RFs do not react with native IgG in a bead-based fluorescent sandwich/bridging immunoassay with immobilized IgG subclasses but does so after exposure of the bIgG to elevated temperature (57 °C, 24 h). (a). IgG1. (b). IgG2. (c). IgG3. (d). IgG4. The figures show one of two experiments.
Fig 4.
(a, b). Reaction of different IgG forms with Rheumatoid factors in inhibition assays. IgG (a) or IFX (b) was coated on the surface of polystyrene ELISA plates and incubated with RF-containing serum or control serum (healthy donor serum) in the absence or presence of the indicated concentrations of inhibitor (native or heat-treated IgG). The experiments were done as titrations and data points are single determinations. (c). Immobilised IFX incubated first at 37 °C—57 °C and then immobilized on beads reacts with RaHIgG and can be bridged to native IFX in solution by TNF but not by RFs. No reaction is seen with IFX incubated at 62 °C or 67 °C due to precipitation of the IFX. (d). IFX immobilized covalently on beads can be bridged by RFs to heat-treated IFX (57 °C) but not by RF-negative sera. The figures show one representative experiment out of two. HD: healthy donors (pool).
Fig 5.
Heat-treated IgG retains antigen binding and antigen binding exposes cryptic RF epitopes.

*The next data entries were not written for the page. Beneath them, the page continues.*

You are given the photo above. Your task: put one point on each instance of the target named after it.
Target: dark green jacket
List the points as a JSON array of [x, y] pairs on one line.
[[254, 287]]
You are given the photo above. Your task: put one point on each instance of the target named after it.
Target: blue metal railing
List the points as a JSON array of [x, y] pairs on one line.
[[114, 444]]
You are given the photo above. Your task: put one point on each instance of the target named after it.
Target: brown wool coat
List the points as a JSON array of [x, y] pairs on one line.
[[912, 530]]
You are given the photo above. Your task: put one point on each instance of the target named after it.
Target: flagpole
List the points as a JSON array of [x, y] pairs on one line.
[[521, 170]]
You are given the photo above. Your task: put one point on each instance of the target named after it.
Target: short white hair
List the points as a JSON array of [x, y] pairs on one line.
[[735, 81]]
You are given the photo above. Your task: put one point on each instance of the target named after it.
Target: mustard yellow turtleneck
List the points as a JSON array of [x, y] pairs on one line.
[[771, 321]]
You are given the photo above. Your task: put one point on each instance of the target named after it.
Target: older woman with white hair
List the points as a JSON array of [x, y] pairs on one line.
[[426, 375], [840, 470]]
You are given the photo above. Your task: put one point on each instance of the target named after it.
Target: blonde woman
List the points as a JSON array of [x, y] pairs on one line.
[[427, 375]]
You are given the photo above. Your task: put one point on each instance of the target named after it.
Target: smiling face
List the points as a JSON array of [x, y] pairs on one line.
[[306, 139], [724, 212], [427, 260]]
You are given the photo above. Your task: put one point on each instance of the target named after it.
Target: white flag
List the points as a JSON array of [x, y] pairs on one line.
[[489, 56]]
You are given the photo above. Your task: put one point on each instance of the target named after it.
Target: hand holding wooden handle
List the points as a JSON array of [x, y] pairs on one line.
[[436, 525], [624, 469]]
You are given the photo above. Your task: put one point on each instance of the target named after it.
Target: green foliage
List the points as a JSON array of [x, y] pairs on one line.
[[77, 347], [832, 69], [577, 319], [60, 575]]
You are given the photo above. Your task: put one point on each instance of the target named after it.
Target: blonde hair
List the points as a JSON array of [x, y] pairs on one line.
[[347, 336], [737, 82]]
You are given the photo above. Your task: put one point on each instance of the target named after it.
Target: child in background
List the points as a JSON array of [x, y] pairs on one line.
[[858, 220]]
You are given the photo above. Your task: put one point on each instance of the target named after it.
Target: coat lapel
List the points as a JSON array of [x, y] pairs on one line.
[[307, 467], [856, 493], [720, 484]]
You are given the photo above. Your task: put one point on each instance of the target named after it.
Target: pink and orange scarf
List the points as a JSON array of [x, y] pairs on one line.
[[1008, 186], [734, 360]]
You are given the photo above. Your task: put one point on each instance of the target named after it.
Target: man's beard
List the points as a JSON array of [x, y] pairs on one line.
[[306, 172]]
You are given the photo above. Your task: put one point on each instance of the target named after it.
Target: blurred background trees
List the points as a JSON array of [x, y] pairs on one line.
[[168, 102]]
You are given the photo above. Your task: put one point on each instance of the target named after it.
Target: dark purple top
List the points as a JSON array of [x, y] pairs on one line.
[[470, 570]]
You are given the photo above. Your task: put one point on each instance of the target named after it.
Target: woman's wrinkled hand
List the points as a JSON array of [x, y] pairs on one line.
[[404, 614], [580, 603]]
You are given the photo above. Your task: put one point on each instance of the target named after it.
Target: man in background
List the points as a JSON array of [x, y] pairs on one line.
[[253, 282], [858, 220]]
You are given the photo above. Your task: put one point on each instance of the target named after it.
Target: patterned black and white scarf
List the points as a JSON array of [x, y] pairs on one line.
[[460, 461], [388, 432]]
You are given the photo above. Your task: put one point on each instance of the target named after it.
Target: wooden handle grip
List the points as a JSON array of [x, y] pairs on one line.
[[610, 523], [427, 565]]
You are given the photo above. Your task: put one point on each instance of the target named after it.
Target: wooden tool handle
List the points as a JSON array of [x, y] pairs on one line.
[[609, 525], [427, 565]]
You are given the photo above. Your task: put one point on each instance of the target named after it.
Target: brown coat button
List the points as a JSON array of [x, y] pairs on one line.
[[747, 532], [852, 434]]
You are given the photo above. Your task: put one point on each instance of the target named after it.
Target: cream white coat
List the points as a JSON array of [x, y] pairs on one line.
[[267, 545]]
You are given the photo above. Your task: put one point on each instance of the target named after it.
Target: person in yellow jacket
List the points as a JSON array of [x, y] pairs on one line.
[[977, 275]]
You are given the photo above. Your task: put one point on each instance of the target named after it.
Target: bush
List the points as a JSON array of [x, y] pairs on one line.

(a). Tetanus toxoid (TT), diphtheria toxoid (DT) and Epstein Barr virus nuclear antigen 1 (EBNA1) were coated in ELISA wells and incubated with bIgG (bIVIG), which had been pre-incubated at the indicated temperatures. (b). TNF was coated in ELISA wells and incubated with bIFX, which had been pre-incubated at the indicated temperatures. (c). TNF was immobilized on the surface of a microtitre plate, incubated with IFX and then incubated with RF-positive or -negative serum. (d). Infliximab was immobilized in ELISA wells and incubated with an RF-positive serum, which had first been incubated with IFX (which had itself been pre-incubated with TNF). The figures show one experiment out of two. HD: healthy donors (pool).
Fig 6.
Models of the open and closed IgG (IFX) conformation constructed by Modeller27 and using the PDB structures 5VH4, 5VH5 and 1IGT as templates.

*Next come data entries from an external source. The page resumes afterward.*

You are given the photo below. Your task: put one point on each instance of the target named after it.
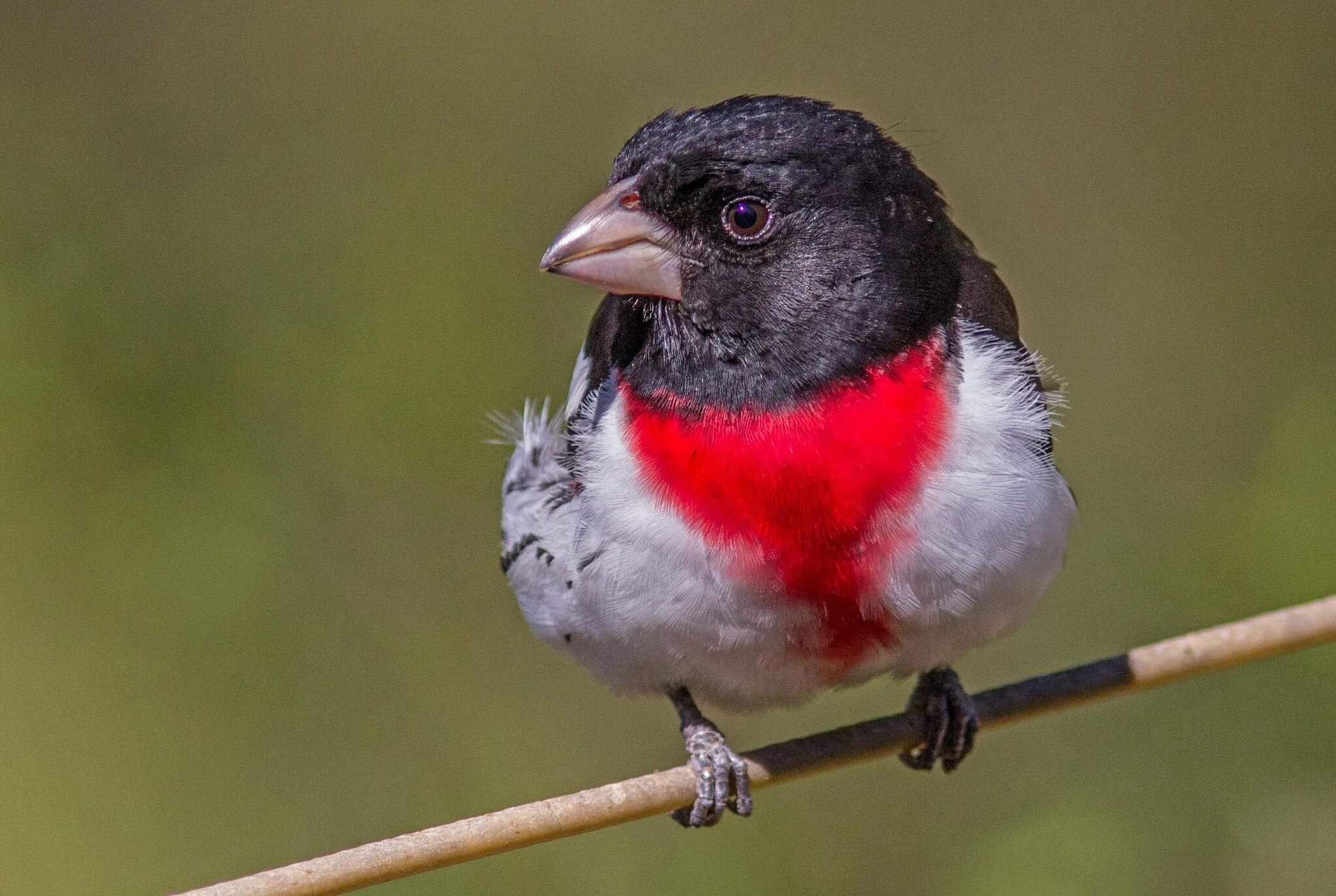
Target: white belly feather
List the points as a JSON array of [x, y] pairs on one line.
[[613, 576]]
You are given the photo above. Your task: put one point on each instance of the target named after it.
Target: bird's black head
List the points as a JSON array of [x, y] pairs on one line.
[[791, 243]]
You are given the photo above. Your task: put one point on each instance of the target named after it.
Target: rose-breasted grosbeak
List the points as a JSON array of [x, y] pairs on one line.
[[803, 443]]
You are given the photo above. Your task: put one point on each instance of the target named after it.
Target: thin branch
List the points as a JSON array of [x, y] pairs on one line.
[[658, 794]]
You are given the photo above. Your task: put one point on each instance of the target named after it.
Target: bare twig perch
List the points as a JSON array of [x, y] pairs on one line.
[[1156, 664]]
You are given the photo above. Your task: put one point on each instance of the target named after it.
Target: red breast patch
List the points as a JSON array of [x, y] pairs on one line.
[[797, 494]]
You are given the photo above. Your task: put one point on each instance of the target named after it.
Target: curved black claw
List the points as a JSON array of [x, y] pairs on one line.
[[721, 781], [947, 717]]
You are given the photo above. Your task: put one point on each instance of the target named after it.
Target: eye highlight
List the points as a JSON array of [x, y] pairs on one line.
[[747, 219]]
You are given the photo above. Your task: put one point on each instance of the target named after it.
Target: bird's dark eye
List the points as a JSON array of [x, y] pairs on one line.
[[747, 219]]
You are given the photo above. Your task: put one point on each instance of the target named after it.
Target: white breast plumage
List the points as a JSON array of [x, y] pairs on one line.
[[611, 575]]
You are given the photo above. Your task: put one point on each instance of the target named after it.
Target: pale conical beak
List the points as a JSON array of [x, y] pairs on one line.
[[615, 245]]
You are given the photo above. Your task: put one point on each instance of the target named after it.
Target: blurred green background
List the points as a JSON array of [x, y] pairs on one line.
[[265, 269]]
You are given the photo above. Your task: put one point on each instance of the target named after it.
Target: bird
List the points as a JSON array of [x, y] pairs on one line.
[[803, 445]]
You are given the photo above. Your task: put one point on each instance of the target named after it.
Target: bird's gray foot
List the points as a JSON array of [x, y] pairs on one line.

Left side: ribbon (cartoon) presentation, right side: sphere (space-filling) presentation. Light chains are colored in shades of red, heavy chains in shades of grey. (a, b). Model of the open conformation of the IFX antibody. (c, d). Model of the first closed conformation. (e, f). Model of the second closed conformation. (g, h). Superimposition of first and second closed models.
Table 1.
Crosslinks found from validating and overlength categories.
Fig 7.
(a). Graphical model of native (closed) IgG molecule consisting of two heavy chains of γ type and two light chains of either κ or λ type linked by disulphide bridges. The variable part of a heavy chain domain together with the variable part of a light chain domain (VL) together form the antigen binding site. A light chain together with variable heavy and CH1 domains form a Fab (fragment antigen-binding) part (“arm”), and the CH2 and CH3 domains constitute the Fc (fragment constant or crystallizable) part with effector functions. RF binding sites and effector sites for C1/C1q and FcRs reside in the Fc (CH2-CH3) domains and are shielded by the Fab “arms”. (b). Model of the conformational change in IgG from closed to open upon antigen binding. Epitopes for RFs, C1q, FcRs and protein A/G are indicated on the Fc. CL: constant light, VL: variable light, VH: variable heavy, CH: constant heavy, Ag: antigen, RF: rheumatoid factor, FcR: Fc receptor.